今日は、最後の京都旅行記ですが、伏見稲荷大社の「お山めぐり」について書きます。
京都旅行で伏見稲荷大社に参拝したことは、先週書きました。
この伏見稲荷大社御参拝では、できれば稲荷山山頂である一ノ峰までお参りしたいと思っていました。
伏見稲荷大社は千本鳥居で有名な奥社奉拝所までは簡単にお参りできます。
この奥社奉拝所から先にある一ノ峰、二ノ峰、三ノ峰などを巡るのがいわゆる「お山めぐり」です。
稲荷山は標高233メートルですが、下写真の境内案内図でお分かりになるように、稲荷山の頂上まで伏見稲荷大社の境内のようです。
正規のルートをめぐって全長4キロ、2時間程度で参拝できるということでした。
そこで、時間の関係もあるので、登れるところまで登ろうというつもりで登り始めましたが、結局、途中の眼力社まで登った所で引き返しました。
そこで、途中までの記録ですが、主なお社である「熊鷹社」「三徳社」「大杉社」「眼力社」について書きます。

熊鷹社
「熊鷹大神」でローソクなど供え、願い事・頼み事などのお祈りを済ませ、難切り不動尊の横、池の畔で拍手を2回打つと幸運を示す方角よりコダマが返ってくると言う。
また、コダマが近くより返って来たように思うと願い事は早く叶い、遠くから返って来たように思うと願い事の成就は遅くなると言う古くからの言い伝えがあります。
そのほか、尋ね人のある人が池の畔で拍手を打つと反響する方角に必ず手がかりが得られるといった話もあるようです。
熊鷹社は茶店のすぐ目の前に鎮座していますので、全体像を撮るのが難しかったです。
右上の写真をみていただくと右側の茶店と左側の熊鷹社が近接しているのがわかると思います。
三徳社
三徳社とは、社前の茶店の奥様のお話では、三徳すなわち「衣食住」に御利益のある神様だとのことです。

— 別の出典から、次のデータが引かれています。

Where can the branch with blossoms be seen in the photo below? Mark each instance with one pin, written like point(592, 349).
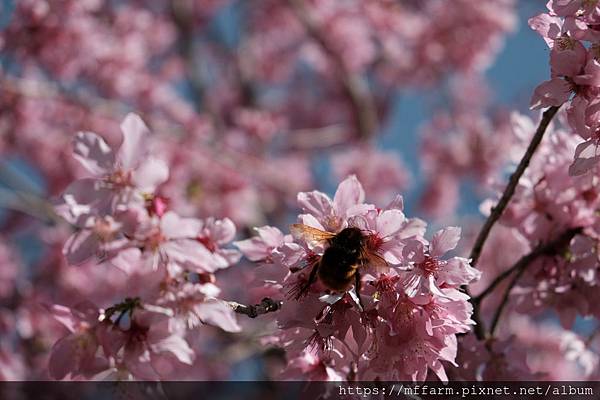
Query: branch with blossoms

それぞれの社の前には茶店があり、供え物、鳥居、軽食等を販売しています。
この三徳社の前の茶店の奥様と休憩しながらお話をしましたが、茶店に実際に住んでいるとのことで、お土産品や食材等はすべて人力で運び上げるとのことでした。
「結構大変なことです」と言っていました。そうだろうと思いました。
大杉社
稲荷山の杉を持ち帰り、庭に植えておいて枯れなければ願いが叶うと言われていて、これは「験(しるし)の杉」といわれています。
現在は枯れてしまっていますが、依然として御神木としてお祀りされています。
本殿の横・後ろからみると御神木がよくわかります。
大杉社では、あらゆる病気の平癒に霊験があるそうです。
そのほか、名前から製材関係・建築関係の人々の信仰が厚いそうです。
眼力社
そのため、眼病に悩む人の参拝が多い様です・
また商売の目先がきくようなる御利益もあると書いてあり、企業経営者や相場関係の崇敬者が多いようです。
さらに、入試・就職・結婚の願いが叶う「願力」の御利益もあるそうです。
ここまで、登ってきて時間がないので、引き返すことにしました。
眼力社・大杉社の少し手前に、四つ辻という場所があります。
名前の通り、「お山巡り」のための路が四方から合流する場所です。
ここからは京都市中が見下ろせるビューポイントです。
見晴らしがよく茶店もあり、良い休憩場所ですが、ここまで登ってくるのは、それなりに大変です。
右写真は熊鷹社から三徳社に至る途中の参拝路ですが、それなりの急坂であることがわかると思います。
清少納言も、伏見稲荷大社に参拝して「お山めぐり」にチャレンジしましたが、苦労したようです。
「枕草子 第一五八段 うらやましげなるもの」のなかで次のように書かれています。
稲荷に思ひおこしてまうでたるに、中のみやしろのほど、わりなうくるしきを、念じのぼるに、いささか苦しげもなく、おくれて来るとみる者どもの、ただ行きに先立ちてまうづる、いとめでたし。(後略)」
私も清少納言とほぼ同じ心境でした。